И ещё одно Алексу показалось интересным – хотя всяческих зверств немцев в этом такте истории фактически оказалось почти на порядок меньше, чем в изначальной реальности парня (во многом, кстати, по вполне объективным причинам: несмотря на то, что Ванзейская конференция[98] прошла в те же сроки, времени на воплощение поставленных на ней задач у нацистов оказалось почти в два раза меньше, чем в исходной реальности, да и пленных в сорок первом у немцев оказалось почти на порядок меньше), на восприятии фашизма в мире это не отразилось почти никак. И в первую очередь благодаря именно советской пропаганде – и план «Ост» был своевременно доведён до мировых средств массовой информации, и факты реальных зверств были достаточно умело растиражированы. То есть СССР этой реальности оказался вполне подготовлен ещё и к информационной войне. Алекс, в процессе копания в Сети, даже наткнулся на парочку приказов, в одном из которых компетентным органам и трофейным командам предписывалось собирать с немецких трупов и изымать у пленных фотографии и другие носители, «свидетельствующие о фактах негуманного отношения к пленным и мирным жителям», после чего передавать их специальной «комиссии фиксации преступлений нацизма», а в другом определял порядок создания при каждом партизанском отряде и полевом военном трибунале регулярных частей, начиная с корпусного уровня подразделений, для фото и кинофиксации все тех же «преступлений нацизма». Причём датированы были эти приказы концом июня сорок первого. И это означало, что подготовлены они были ещё до начала войны…

Глава 14

– Александр, вы сильно заняты?

Алекс оторвал от панели затуманенный взгляд и развернулся в сторону раздавшегося голоса. В проёме двери стоял Сталин, одетый в джинсы и худи с надписью на груди «USSR forever». Советский Союз был в этой реальности весьма популярен у молодёжи капстран, и бренды, выпускающие молодёжную одежду, никак не могли это игнорировать. А вслед за ними тянулись и все остальные – например, производители товаров для занятий спортом и отдыха на природе. Так что подобную надпись вполне можно было увидеть и на стенке палатки, и на раме горного велосипеда в любой точке мира…

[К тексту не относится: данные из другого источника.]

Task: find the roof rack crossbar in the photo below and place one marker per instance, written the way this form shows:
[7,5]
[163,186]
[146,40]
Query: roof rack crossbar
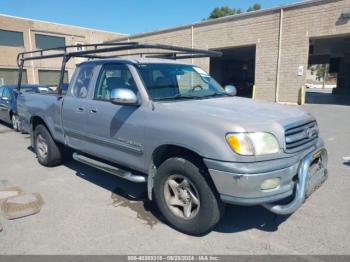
[114,47]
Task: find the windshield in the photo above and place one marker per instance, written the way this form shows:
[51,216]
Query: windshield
[176,81]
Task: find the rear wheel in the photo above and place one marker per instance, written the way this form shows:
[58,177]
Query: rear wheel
[185,197]
[15,122]
[48,152]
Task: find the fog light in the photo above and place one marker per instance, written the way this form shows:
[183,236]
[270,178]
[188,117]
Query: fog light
[270,183]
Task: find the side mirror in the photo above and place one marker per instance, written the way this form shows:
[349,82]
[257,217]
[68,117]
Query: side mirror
[230,90]
[122,96]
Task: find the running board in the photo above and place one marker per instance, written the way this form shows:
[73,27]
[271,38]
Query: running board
[109,169]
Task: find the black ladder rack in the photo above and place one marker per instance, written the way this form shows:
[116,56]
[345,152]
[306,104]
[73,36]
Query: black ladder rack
[94,51]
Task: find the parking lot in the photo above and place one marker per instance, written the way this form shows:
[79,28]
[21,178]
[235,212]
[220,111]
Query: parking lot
[87,211]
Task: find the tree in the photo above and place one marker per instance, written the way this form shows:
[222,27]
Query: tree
[223,11]
[254,7]
[226,10]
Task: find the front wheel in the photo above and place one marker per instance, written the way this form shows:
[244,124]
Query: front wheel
[185,196]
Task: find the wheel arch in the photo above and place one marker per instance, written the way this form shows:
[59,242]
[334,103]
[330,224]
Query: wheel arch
[164,152]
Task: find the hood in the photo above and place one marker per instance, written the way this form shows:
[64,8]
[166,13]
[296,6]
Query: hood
[244,112]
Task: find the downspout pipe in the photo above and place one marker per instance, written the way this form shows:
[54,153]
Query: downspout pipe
[280,34]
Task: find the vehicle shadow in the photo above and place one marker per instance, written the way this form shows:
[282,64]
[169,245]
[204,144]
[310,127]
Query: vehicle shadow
[134,196]
[319,97]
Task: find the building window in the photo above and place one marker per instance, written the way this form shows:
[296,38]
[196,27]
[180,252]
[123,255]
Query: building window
[48,41]
[51,77]
[11,38]
[80,46]
[10,76]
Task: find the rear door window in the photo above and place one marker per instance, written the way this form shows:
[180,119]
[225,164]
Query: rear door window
[82,81]
[113,76]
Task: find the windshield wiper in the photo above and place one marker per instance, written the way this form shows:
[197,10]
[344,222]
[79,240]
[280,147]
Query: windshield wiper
[177,96]
[214,95]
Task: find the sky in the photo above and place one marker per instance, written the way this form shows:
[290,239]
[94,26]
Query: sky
[128,16]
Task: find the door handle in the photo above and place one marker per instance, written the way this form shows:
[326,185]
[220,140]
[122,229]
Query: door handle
[80,109]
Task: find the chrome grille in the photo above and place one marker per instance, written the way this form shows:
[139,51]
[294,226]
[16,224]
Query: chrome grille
[301,136]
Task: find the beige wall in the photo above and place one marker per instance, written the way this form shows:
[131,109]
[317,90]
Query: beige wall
[299,24]
[29,28]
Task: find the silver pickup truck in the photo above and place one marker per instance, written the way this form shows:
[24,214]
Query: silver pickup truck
[170,125]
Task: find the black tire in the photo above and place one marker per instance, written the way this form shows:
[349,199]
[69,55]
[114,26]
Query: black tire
[53,156]
[211,208]
[15,122]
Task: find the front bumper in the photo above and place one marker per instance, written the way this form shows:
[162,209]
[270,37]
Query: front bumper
[298,176]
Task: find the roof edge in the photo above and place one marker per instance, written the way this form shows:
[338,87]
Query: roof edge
[300,3]
[54,23]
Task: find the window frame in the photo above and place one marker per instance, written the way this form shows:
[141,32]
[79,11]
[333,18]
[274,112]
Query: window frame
[52,70]
[48,36]
[73,85]
[16,70]
[16,32]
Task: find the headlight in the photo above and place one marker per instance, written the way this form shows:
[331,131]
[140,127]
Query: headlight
[250,144]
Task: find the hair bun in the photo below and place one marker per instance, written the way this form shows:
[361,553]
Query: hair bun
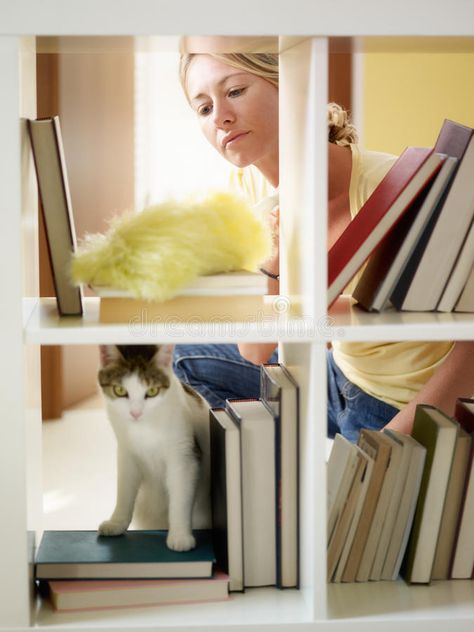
[340,129]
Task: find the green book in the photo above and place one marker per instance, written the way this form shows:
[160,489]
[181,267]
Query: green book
[135,554]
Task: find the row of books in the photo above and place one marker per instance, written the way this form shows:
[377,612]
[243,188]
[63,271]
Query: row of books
[254,484]
[417,232]
[404,504]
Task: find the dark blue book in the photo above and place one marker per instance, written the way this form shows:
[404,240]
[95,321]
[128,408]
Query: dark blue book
[135,554]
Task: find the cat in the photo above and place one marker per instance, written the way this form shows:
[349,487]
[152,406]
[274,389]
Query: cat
[162,431]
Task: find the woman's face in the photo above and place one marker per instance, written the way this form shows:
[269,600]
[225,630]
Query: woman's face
[237,111]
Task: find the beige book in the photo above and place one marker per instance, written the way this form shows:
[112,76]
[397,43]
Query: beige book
[380,515]
[378,447]
[349,512]
[452,507]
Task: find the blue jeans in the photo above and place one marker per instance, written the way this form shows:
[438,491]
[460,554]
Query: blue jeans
[219,372]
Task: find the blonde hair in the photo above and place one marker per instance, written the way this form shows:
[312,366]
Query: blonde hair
[265,65]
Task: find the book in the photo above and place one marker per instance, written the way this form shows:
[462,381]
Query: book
[399,506]
[463,554]
[280,392]
[387,263]
[83,594]
[182,309]
[412,171]
[459,275]
[50,165]
[465,302]
[424,278]
[400,533]
[378,447]
[257,435]
[342,534]
[390,479]
[341,469]
[135,554]
[355,513]
[226,495]
[452,507]
[234,283]
[437,432]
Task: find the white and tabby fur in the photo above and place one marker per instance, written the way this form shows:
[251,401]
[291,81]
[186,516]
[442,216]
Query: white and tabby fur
[162,455]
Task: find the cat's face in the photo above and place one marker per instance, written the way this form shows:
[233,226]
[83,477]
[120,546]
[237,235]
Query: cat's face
[135,379]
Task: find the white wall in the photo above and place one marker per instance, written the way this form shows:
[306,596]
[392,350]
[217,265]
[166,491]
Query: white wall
[172,156]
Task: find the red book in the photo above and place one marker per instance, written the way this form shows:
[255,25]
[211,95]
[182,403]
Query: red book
[410,174]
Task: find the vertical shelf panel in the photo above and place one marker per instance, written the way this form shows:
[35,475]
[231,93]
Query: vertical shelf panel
[16,69]
[303,173]
[303,202]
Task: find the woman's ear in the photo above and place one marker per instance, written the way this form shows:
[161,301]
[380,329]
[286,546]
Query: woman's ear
[164,356]
[109,353]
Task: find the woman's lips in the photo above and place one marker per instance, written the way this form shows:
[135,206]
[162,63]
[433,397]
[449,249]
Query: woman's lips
[234,139]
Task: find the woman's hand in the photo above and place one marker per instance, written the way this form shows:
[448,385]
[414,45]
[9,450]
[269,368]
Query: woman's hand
[272,264]
[260,352]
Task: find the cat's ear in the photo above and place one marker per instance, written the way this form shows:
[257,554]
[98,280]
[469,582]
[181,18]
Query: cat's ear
[164,356]
[109,353]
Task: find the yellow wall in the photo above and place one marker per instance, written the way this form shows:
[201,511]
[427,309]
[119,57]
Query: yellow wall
[408,95]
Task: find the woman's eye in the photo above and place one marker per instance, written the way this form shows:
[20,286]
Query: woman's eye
[204,110]
[120,391]
[236,92]
[152,391]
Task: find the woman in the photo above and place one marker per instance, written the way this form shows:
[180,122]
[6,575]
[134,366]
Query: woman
[235,97]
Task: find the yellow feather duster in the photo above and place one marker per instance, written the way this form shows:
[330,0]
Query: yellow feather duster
[154,253]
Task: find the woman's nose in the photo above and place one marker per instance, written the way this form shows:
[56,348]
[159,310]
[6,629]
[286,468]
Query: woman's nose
[223,114]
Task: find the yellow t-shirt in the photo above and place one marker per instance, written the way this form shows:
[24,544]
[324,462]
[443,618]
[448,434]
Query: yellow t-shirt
[393,372]
[390,371]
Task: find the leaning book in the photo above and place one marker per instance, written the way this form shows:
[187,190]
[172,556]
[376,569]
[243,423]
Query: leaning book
[50,165]
[437,432]
[279,391]
[226,496]
[135,554]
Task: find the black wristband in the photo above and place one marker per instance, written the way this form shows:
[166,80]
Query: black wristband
[270,274]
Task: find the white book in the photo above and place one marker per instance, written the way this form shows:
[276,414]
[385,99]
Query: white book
[341,468]
[459,275]
[395,504]
[437,432]
[386,494]
[257,432]
[355,521]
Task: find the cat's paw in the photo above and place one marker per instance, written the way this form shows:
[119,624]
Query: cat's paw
[112,527]
[180,541]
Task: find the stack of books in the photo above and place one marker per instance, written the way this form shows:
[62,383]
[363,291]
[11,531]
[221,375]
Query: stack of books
[416,232]
[254,484]
[404,504]
[81,570]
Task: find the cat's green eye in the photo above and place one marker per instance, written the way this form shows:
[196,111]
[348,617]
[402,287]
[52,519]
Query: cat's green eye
[120,391]
[152,391]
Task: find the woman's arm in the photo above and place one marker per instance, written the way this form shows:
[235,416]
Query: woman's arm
[454,378]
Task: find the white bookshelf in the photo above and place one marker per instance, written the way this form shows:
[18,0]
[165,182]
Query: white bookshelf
[27,322]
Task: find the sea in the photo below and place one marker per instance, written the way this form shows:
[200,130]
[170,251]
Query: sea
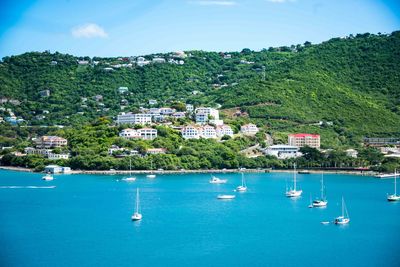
[85,220]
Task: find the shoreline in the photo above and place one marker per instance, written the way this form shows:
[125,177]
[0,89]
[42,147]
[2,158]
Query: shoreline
[124,172]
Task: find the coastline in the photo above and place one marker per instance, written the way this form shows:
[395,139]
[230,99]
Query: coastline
[125,172]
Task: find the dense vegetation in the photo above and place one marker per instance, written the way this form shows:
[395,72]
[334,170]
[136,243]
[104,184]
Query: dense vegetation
[349,84]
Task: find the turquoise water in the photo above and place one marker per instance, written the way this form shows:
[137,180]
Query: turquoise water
[85,221]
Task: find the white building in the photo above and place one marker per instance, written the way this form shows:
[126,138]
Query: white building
[190,132]
[131,118]
[283,151]
[123,90]
[217,122]
[224,130]
[152,102]
[203,114]
[114,148]
[37,151]
[158,60]
[249,129]
[129,133]
[189,108]
[167,111]
[53,156]
[179,115]
[144,133]
[208,131]
[147,133]
[56,169]
[154,151]
[351,153]
[141,61]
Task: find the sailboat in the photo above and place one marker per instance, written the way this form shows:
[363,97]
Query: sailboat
[343,219]
[151,174]
[321,202]
[293,192]
[130,178]
[243,187]
[137,216]
[394,197]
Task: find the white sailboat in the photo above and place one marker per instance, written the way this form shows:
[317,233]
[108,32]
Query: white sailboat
[243,187]
[321,202]
[151,175]
[293,192]
[343,219]
[48,177]
[130,178]
[394,197]
[137,216]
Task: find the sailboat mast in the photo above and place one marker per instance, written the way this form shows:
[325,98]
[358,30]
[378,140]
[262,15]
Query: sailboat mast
[137,200]
[322,187]
[294,177]
[342,207]
[130,166]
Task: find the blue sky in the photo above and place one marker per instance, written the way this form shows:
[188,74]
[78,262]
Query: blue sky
[137,27]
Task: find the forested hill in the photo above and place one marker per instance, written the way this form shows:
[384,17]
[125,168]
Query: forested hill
[352,84]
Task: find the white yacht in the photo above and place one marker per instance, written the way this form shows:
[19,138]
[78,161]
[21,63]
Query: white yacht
[293,192]
[321,202]
[48,177]
[226,196]
[130,178]
[137,216]
[216,180]
[344,218]
[243,187]
[395,196]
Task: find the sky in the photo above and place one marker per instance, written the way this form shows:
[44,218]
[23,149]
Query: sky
[139,27]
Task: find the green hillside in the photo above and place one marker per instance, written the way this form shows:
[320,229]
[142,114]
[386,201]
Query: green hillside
[351,84]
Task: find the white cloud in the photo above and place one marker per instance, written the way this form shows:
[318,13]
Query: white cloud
[214,3]
[89,30]
[281,1]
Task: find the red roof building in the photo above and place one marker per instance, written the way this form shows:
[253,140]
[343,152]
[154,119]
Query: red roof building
[302,139]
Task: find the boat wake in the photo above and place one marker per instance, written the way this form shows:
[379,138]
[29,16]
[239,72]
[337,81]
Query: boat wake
[28,186]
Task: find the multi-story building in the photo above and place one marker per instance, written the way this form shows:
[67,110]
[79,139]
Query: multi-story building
[190,132]
[189,108]
[153,151]
[300,140]
[224,130]
[204,114]
[37,151]
[208,131]
[53,156]
[144,133]
[134,118]
[50,141]
[147,133]
[249,129]
[283,151]
[129,134]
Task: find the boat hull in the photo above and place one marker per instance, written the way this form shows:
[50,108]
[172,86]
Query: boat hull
[294,193]
[226,196]
[136,217]
[393,198]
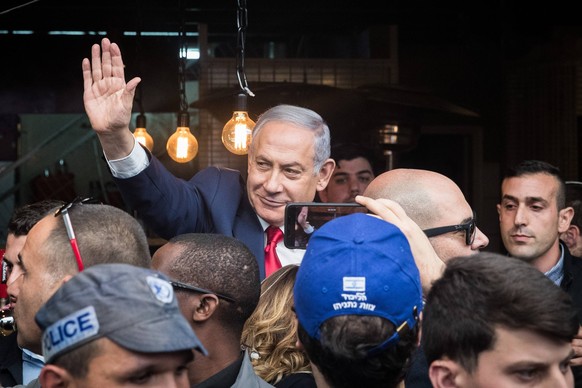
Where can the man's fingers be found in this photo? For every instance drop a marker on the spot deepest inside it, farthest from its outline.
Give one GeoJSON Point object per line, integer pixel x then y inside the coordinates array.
{"type": "Point", "coordinates": [117, 66]}
{"type": "Point", "coordinates": [96, 63]}
{"type": "Point", "coordinates": [87, 77]}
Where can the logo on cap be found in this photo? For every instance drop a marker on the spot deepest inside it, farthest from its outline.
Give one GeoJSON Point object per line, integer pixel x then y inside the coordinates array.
{"type": "Point", "coordinates": [161, 289]}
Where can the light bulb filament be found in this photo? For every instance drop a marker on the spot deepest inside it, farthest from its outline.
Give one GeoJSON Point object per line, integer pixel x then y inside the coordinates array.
{"type": "Point", "coordinates": [182, 147]}
{"type": "Point", "coordinates": [240, 136]}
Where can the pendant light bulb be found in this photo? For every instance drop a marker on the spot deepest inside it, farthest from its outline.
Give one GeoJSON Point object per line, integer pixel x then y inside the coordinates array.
{"type": "Point", "coordinates": [237, 132]}
{"type": "Point", "coordinates": [141, 134]}
{"type": "Point", "coordinates": [182, 146]}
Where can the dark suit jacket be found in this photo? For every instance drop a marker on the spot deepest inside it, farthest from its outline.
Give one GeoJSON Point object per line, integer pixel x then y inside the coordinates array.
{"type": "Point", "coordinates": [10, 361]}
{"type": "Point", "coordinates": [213, 201]}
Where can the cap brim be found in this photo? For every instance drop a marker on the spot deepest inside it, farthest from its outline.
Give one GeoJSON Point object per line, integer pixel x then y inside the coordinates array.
{"type": "Point", "coordinates": [158, 335]}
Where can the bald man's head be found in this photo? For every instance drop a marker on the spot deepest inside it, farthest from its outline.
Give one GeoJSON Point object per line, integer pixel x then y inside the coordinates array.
{"type": "Point", "coordinates": [431, 200]}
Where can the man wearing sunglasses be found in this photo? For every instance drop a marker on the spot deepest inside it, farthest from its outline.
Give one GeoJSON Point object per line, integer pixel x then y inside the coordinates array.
{"type": "Point", "coordinates": [532, 215]}
{"type": "Point", "coordinates": [216, 281]}
{"type": "Point", "coordinates": [437, 205]}
{"type": "Point", "coordinates": [75, 236]}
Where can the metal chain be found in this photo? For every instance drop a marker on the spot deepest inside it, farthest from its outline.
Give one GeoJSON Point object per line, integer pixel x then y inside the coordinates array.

– М-м-м… нет. – Парень помотал головой, выходя из полутранса, в который он впал, слушая и отбирая музыку, которую собирался снова отволочь в прошлое.

Его идея с новой музыкой сработала даже не на сто, а на все двести процентов. Вот только подбор произведений оказался не совсем точным и правильным. Вследствие чего не все мелодии, которые он отобрал, «выстрелили» так, как ожидалось. Несмотря то что он вроде как отбирал именно те, что в другой реальности стали суперпопулярными. Впрочем, этому было своё объяснение. Уж слишком сильно мелодии и ритмика части подобранных им песен отличались от привычных людям того времени. А ведь для любого человека «совершенно новое» чаще всего означает новизну лишь где-то процентов на шестьдесят. Остальные сорок должны быть привычными и понятными. Иначе не воспринимается… Так что прежде, чем человечество оценило рок, по миру прокатилась сначала волна популярности джаза и блюза, по поводу которых первое время довольно многие ворчали: «и как можно слушать эту какофонию!», после чего дело дошло до рок-н-ролла и только лишь затем до самого рока. Причём начальное восприятие нового стиля как «безвкусной какофонии» повторялось на каждом этапе. Вброс же новой ритмики и музыкального стиля без прохождения через подобные этапы, увы, оказался, так сказать, частичным «выстрелом в молоко». Поэтому «Sixteen Tons», например, сразу после своего появления зашла на ура, а, скажем, композиции «Pink Floyd», на которые у Алекса было куда больше надежд, «зависли» напрочь. И раскрутились только в самом конце сороковых, на этапе рефлексии по поводу недавно закончившейся войны. А из всего квиновского наследия «выстрелила» только «We Will Rock You». Но даже та не слишком большая часть, которая сумела «выстрелить», сумела действительно «потрясти основы»…

– Я вам нужен?

– Да, мне понадобится ваша помощь. Но не срочно. Я могу подождать, пока вы освободитесь.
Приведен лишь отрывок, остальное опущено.